IT Center Help

Sie befinden sich im Service: RWTH High Performance Computing (Linux)

Python

Information

Python is a widespread programming language used in many domains. The availability of many libraries (Python modules, not to be mixed up with our modules system) make it feasible for scientific computing.

Anleitung

Note

For Jupyter Notebook remarks see this page, for TensorFlow as a representative of Python-based DL/AI frameworks see this page.

Python 2 has reached EOL as of 2020-01-01 and migration to Python 3 has been advised since 2008(!). Python2 support may (= will) be dropped with a future upgrade without explicit notice. Migrate your application to Python 3.

Python Provided by the OS Distribution (Linux)

The Linux distribution installed on our systems includes basic Python installations, with "python2" and "python3" readily available in the default environment without requiring conda. While you can use these versions to run your scripts, we highly recommend utilizing the Python versions offered through the module system for optimal performance and compatibility.

Python from the Module System (Recommended)

You can list available Python module versions with the command:

module spider Python

You can also pass a version number to the spider command, e.g., module spider Python/3.10.4.This will tell you which compiler versions a specific Python version is available for. All toolchains built on that compiler version can be used to load that Python module.

After loading a python module, you can install python packages in your personal userspace, i.e. $HOME.

Several Python modules provided via the module system have been built using optimized Math libraries (e.g. Intel MKL, OpenBLAS) which offers a significant speedup compared to generic builds that can be installed using PIP or conda. We recommend using these versions wherever possible.
Install updated versions of preinstalled modules if needed locally as described below by using python3 -m pip install --user --upgrade and friends.

Python Software provided by Containers

For several software packages, e.g. TensorFlow, PyTorch and others, we provide prebuild and optimized Apptainer containers, that also comprise the required and dependent software packages. It is also possible to to construct custom containers that can be shared with e.g. team members.

Python via Custom Virtual Environments

If you have very specific requirements or want to use different version of Python packages or software that is not provided by the previous solutions, you are free to install your own Python version or construct custom user-specific virtual environments. Common approaches for that include

IMPORTANT: Due to the current license model of Anaconda and issues that would arise when using Anaconda packages on our systems, we blocked all Anaconda package repositories in our firewall.

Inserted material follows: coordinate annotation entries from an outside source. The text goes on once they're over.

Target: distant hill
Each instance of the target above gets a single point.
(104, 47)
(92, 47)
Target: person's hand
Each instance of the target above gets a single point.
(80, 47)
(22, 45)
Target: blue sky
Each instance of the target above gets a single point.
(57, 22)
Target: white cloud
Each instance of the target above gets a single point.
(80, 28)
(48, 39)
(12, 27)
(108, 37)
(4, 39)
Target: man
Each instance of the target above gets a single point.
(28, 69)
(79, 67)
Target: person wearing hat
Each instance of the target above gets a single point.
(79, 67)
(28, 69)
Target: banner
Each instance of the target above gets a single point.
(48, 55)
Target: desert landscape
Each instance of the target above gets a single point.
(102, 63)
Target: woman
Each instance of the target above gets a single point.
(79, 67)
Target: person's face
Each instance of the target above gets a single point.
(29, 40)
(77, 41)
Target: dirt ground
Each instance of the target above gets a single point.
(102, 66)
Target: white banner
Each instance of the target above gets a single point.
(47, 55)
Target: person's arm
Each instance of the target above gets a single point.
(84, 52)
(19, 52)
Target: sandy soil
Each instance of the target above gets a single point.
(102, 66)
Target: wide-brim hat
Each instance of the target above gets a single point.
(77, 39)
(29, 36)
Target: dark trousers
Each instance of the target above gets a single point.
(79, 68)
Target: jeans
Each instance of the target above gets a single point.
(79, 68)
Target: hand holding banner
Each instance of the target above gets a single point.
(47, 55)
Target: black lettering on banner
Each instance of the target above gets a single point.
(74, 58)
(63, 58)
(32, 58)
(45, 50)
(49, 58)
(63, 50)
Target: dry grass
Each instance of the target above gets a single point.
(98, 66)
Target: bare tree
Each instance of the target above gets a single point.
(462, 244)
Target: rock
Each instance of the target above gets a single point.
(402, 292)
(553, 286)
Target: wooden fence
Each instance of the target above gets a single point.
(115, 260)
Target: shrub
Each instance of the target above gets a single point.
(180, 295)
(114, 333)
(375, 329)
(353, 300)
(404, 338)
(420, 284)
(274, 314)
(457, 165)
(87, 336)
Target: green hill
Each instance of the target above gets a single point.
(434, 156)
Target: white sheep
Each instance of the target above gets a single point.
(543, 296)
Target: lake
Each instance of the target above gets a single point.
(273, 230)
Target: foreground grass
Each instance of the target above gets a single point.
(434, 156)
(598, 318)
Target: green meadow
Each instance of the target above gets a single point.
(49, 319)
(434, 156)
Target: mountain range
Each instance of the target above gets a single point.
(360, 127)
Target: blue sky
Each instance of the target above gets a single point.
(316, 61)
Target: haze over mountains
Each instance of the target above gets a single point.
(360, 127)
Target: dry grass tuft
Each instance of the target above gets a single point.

Instead please make use of open-source variants such as or Miniforge (conda-forge)

Using Conda

Conda can be used to create custom environments independent of the Python versions provided via the modules system. You can install multiple versions of the same packages or even multiple versions of the Python interpreter without risking any interference.

When to use conda
- If you need multiple independent installations of one package or Python itself
- If you need to interoperate with non-Python code that is offered through conda

The following guide describes how to install conda via the Miniforge installer. This distribution only uses open-source channels with permissive licenses such as conda-forge.

Installation of Conda Through Miniforge

Follow the installation instructions in the Miniforge readme:
We strongly advise NOT to activate the base environment unless you are aware of the interactions between the conda environment and the module system. If you have enabled the auto-activation on setup, you can undo this by executing

conda config --set auto_activate_base false

Use Conda in SLURM

Conda works by adding a command via your shell configuration file. This is not loaded in Slurm job scripts and thus conda is not immediately available. To fix this, you can add this snippet to your job script:

# if you installed Miniforge to a different location, change the path accordingly
export CONDA_ROOT=$HOME/miniforge3
source $CONDA_ROOT/etc/profile.d/conda.sh
export PATH="$CONDA_ROOT/bin:$PATH"
conda activate myenv

Why do package versions differ from my local computer?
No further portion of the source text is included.